私達は戦時学徒動員体制の中で授業も夏休みもなくそれぞれの活動に入ってゐました。昭和二〇年八月六日、広島に原爆が落されました。丁度八月六日私達一一五名は三年生呉工廠広島工場へ動員のため出発。三次駅で広島に原爆が落された事を知りました。駅で待ってゐると窓がらすは、メチャメチャにこわれ焼けすすけた様な汽車が帰って来ました。よほど大きな空襲が有ったんだなと思いその汽車に乗って帰って来ました。

明る日七日救護活動に入りました。学校は第二陸軍病院の東城分院(講堂、教室の一部、事務室、調理、便所等使用)が設立されました。東城駅へ被爆者が次々と軍用列車で来られるので先生や生徒で出迎へて東城分院に搬入しました。重症患者は担架のまま下車されるのでそれを受取って運ぶ人やそれぞれ分担し救護に当りました。私は、軽症患者さんに肩をかして歩行の介助をしました。

病室にあてられた講堂の中は、まん中に通路が有るだけでゴザを敷き丸太を並べた様に患者さんを寝かせて有りました。講堂内は熱暑でむんむんしてものすごい悪臭でした。私はウチワで仰いだりハエを追ったり患者さんの傷口のウジを箸で取ったり、ぬれたタオルで顔を冷したり顔や手足をふいてあげたり傷口に白い油グスリをぬったり赤チンをつけたりしました。水をくれ水をくれと云われました。水を呑ませたらいけないよと看護婦さんに云われ呑ませてあげる事は出来ませんでした。

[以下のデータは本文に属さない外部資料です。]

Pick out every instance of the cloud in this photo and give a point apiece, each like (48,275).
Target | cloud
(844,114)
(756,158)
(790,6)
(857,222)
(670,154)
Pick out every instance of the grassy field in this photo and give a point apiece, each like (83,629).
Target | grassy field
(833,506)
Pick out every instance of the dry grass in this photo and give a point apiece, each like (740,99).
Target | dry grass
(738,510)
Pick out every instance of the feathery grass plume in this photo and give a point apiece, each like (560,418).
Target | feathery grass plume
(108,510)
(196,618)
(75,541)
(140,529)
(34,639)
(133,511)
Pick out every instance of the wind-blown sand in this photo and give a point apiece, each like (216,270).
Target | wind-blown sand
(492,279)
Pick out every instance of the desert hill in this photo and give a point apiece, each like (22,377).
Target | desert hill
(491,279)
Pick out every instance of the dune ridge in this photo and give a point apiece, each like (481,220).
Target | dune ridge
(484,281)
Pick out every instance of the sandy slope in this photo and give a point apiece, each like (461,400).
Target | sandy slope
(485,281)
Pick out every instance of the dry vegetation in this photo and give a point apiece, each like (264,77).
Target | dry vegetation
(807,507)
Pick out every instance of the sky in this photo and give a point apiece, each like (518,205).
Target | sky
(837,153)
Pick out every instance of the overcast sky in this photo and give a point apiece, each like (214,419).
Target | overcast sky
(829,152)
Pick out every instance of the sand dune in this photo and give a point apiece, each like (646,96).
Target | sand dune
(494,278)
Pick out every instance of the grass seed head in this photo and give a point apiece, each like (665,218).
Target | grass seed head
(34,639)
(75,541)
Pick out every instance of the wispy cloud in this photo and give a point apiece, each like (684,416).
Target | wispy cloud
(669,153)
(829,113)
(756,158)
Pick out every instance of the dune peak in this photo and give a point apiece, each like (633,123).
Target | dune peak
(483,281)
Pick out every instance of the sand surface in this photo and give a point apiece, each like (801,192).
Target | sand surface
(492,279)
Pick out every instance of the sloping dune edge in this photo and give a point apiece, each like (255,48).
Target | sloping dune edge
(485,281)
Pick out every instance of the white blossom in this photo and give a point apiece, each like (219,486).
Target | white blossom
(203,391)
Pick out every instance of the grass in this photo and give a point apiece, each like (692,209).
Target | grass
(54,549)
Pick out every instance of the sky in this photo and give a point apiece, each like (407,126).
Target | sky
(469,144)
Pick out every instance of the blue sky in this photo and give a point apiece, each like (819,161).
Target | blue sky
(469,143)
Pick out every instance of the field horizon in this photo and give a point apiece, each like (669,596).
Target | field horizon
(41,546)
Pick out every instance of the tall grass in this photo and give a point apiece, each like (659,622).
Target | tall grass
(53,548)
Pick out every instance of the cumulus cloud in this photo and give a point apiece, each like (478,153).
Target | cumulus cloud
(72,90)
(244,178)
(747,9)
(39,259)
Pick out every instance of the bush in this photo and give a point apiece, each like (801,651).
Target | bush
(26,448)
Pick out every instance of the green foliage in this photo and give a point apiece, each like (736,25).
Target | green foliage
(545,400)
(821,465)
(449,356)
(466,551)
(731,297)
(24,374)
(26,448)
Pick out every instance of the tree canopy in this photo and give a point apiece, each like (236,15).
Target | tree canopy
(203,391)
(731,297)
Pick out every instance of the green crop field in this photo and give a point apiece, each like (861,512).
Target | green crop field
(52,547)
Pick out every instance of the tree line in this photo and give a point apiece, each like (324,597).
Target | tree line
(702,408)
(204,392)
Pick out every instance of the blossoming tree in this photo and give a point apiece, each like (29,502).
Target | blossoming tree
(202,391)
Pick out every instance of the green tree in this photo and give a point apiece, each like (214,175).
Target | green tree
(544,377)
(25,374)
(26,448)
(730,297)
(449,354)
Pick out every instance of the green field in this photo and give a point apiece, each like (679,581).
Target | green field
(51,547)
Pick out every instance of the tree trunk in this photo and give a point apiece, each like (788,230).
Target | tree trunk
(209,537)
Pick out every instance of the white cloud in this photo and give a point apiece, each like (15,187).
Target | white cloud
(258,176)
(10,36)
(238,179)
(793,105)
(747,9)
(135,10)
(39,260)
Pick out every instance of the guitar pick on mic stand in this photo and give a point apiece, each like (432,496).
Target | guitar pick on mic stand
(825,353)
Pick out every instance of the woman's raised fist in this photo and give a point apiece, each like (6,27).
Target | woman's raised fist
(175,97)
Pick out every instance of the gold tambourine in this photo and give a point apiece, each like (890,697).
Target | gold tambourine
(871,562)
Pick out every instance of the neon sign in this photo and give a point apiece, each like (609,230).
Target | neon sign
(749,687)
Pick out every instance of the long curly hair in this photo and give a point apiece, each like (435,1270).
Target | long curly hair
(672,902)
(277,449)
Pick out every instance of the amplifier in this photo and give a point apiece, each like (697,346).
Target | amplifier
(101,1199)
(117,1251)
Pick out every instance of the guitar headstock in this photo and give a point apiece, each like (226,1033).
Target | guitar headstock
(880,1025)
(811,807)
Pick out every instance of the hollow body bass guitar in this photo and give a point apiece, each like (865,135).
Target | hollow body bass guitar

学校には二つの井戸が有りましたがその一つは講堂の近くに有りました。被爆者の方が苦しさのあまり何人かの人が井戸で自殺されましたので水が使えなくなり繃帯など洗濯物は学校の裏の川で洗い河原の石の上で乾かしました。毎日、毎日、何人かの人が亡くなられ霊安室に運び込まれ身にまとってゐた衣類は全部ぬがされて運動場の片隅にドラム缶に湯をわかし煮沸消毒して再利用されるのです。まる裸にされた仏様は本当に可愛そうと私達は前を通るたびに合掌しました。校舎の向ふに見える火葬場から毎日毎日黒い煙が上ってゐたのをおぼえてゐます。あの時の状況が今でも目にうかんで来ます。

平和な今日本当に有難く幸を感じて居ります。